人間の苦しみの根源というのは、自我(エゴ)であるということを訊くと、大抵はなんでそんな面倒なものを作るようになってしまったのか?と疑問を持つ人も少なくないはずです。
そのくせ、自我というのは実在しない、本当はこれが私だと思っている私などいないのだとも言われるのです。なんだかこの世は理不尽なことばかりだと感じずにはいられません。
自我が生まれなければ、我々も他の動物と同じように苦しみからは解放されていたはずです。けれども、一方では意識を手にすることもできなかったのです。
他のすべての動物と同じように、ずっと無意識のままであったということです。私たちは、自我を生み出すという多大な犠牲を払いながらも、意識を持てるようになったということです。
どんな犠牲を払ってでも、無意識から脱出できるのなら、それは価値ある代償だと思いませんか?確かに、人生があまりに苦しい時、無意識で生きている動物になりたいと思っても不思議ではありません。

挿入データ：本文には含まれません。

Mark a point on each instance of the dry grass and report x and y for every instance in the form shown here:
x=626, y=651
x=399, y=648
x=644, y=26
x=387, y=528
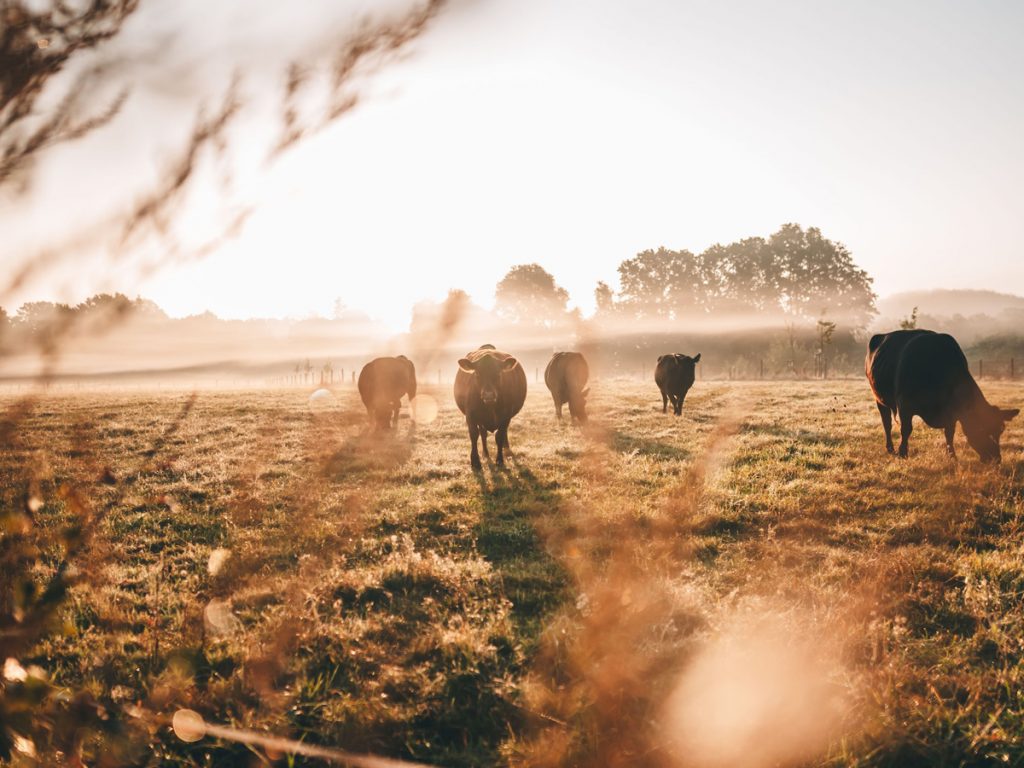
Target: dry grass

しかし、それも一時的なことです。正気に戻れば、誰も動物へ逆戻りしたいと本気で願う人などいるはずがありません。無意識はいやなのです。
一度意識を持ってしまったのですからね。さて、ここからが本当に大切なことです。意識を持ったといっても、それほど誇れるような状態にはまだなっていません。
というのも、私たちの意識的部分というのは全体の一割くらいだと言われているからです。残りの九割は、無意識のままだということです。
それが残念ながら私たちの内面の実状なのです。もしもこのままたった一割の意識のまま死んで行くなら、自我を生み出して苦しんだだけ、苦しみ損になってしまいます。
生きている間に、意識の割合をできるだけ大きくしていくこと。最終目標は、無意識をすべてなくして、意識だけにすることです。これが光明を得る、覚醒するということです。
あなたが自分の人生の目標はこれこれだ!と思うのはご自由ですが、人類に与えられた真の目的は無意識を失くして意識だけにすることだと気づくことです。
その時、自我はまるで光が当たった影のように、消え失せていくはずです。